Après trois saisons intenses en Bavière, Lerby s’engage sur le Rocher avec Monaco. Cette expérience n’est pas une réussite et laisse un goût doux-amer aux supporters monégasques. La forte personnalité du Danois cumulée à son goût immodéré pour la défaite le rendent très difficile à gérer. La situation sportive n’est pas optimale pour l’équipe de Ștefan Kovács. L’entame est catastrophique. Mais après un temps d’adaptation, Søren montre enfin son véritable talent. Il est l’un des fers de lance du redressement sportif de l’ASM. Les joueurs de la Principauté terminent à la cinquième place du classement final. Son bilan est mitigé. Si Lerby a montré sa stature de patron dans la deuxième partie de la saison, ses coups de gueule spectaculaires n’ont pas vraiment plu.

Retour aux Pays-Bas

Quatre ans ont passé depuis son départ de l’Ajax. Et le Nordique fait son come-back dans son pays d’adoption.
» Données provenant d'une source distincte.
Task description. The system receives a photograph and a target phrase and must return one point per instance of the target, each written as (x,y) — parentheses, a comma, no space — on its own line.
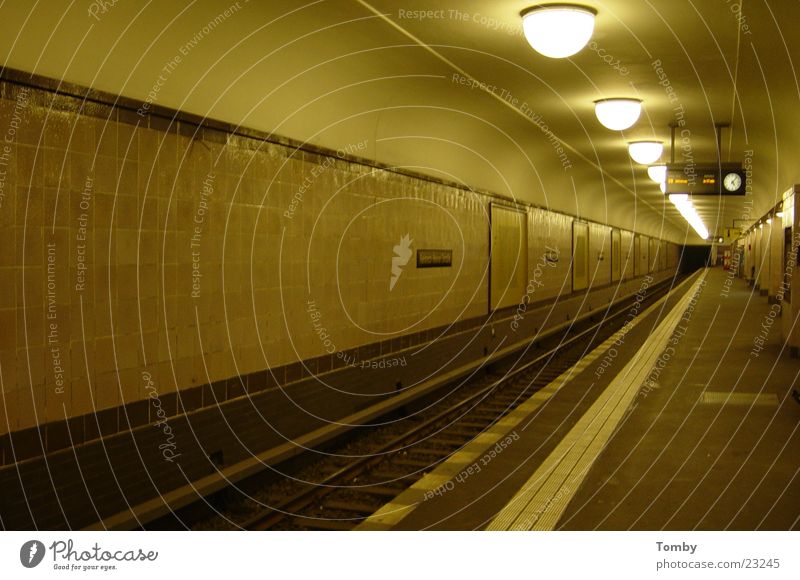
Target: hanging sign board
(706,179)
Mais cette fois, il signe avec l’un des rivaux de son ancienne équipe : le PSV. Son arrivée doit faire oublier le départ de Ruud Gullit au Milan. La « Tulipe Noire » a placé la barre haute avec un double titre de champion (1986 et 1987). Pas mal. Pourtant, l’équipe de Guus Hiddink va encore faire mieux. Et même beaucoup mieux. Le PSV va littéralement tuer la concurrence. L’Ajax est le seul club à ne pas être trop distancé (-9 pts). Les autres sont loin, trop loin. Le troisième (FC Twente) est à 18 points.
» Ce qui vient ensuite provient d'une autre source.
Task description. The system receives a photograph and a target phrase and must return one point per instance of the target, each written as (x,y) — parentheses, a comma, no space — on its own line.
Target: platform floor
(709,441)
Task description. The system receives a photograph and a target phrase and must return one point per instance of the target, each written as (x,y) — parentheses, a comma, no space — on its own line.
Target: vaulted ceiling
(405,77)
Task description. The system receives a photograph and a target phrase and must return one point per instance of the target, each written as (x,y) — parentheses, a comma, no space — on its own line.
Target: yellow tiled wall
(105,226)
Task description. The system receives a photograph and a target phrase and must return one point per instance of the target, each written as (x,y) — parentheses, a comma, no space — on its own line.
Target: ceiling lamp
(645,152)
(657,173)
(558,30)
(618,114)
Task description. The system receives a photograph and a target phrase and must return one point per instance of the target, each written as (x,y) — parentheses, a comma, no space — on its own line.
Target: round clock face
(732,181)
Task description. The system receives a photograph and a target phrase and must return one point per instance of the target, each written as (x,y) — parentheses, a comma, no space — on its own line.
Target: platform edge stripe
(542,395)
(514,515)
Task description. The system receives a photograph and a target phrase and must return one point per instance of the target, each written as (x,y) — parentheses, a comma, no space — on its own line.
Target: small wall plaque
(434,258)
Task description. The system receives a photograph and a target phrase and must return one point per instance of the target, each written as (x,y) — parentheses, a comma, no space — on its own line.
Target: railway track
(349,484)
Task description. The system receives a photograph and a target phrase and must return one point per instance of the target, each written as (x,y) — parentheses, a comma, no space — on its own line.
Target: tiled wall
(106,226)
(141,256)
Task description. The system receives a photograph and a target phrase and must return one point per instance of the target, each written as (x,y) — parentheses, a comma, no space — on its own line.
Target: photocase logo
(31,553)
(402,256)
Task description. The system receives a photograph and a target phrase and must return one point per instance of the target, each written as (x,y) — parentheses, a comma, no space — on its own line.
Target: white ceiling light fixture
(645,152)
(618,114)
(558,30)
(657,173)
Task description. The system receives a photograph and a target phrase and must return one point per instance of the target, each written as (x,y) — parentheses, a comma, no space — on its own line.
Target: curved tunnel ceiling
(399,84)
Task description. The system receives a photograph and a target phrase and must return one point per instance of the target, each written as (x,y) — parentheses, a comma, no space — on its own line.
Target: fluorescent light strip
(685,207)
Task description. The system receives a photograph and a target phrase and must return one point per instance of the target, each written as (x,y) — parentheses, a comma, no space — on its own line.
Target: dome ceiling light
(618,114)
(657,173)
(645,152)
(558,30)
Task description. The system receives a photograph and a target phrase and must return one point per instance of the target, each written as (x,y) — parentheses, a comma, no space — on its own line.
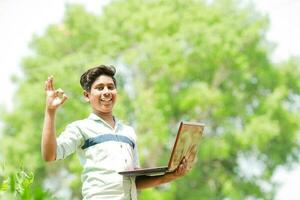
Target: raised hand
(54,98)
Le PSV ne concède que deux défaites à ses adversaires pour 27 succès et 5 nuls. Avec 117 buts inscrits et seulement 28 concédés, ils sont logiquement meilleure attaque et défense de l’Eredivisie. Avec le titre en poche, le PSV empoche également la Coupe contre Roda avec un but décisif de Lerby en prolongation. Mais la masterclass intervient en C1 avec la première et unique victoire du club dans la compétition. Pourtant, autant Eindhoven est séduisant en championnat, autant en Coupe d’Europe l’équipe se révèle être très solide. Voire même ennuyeuse.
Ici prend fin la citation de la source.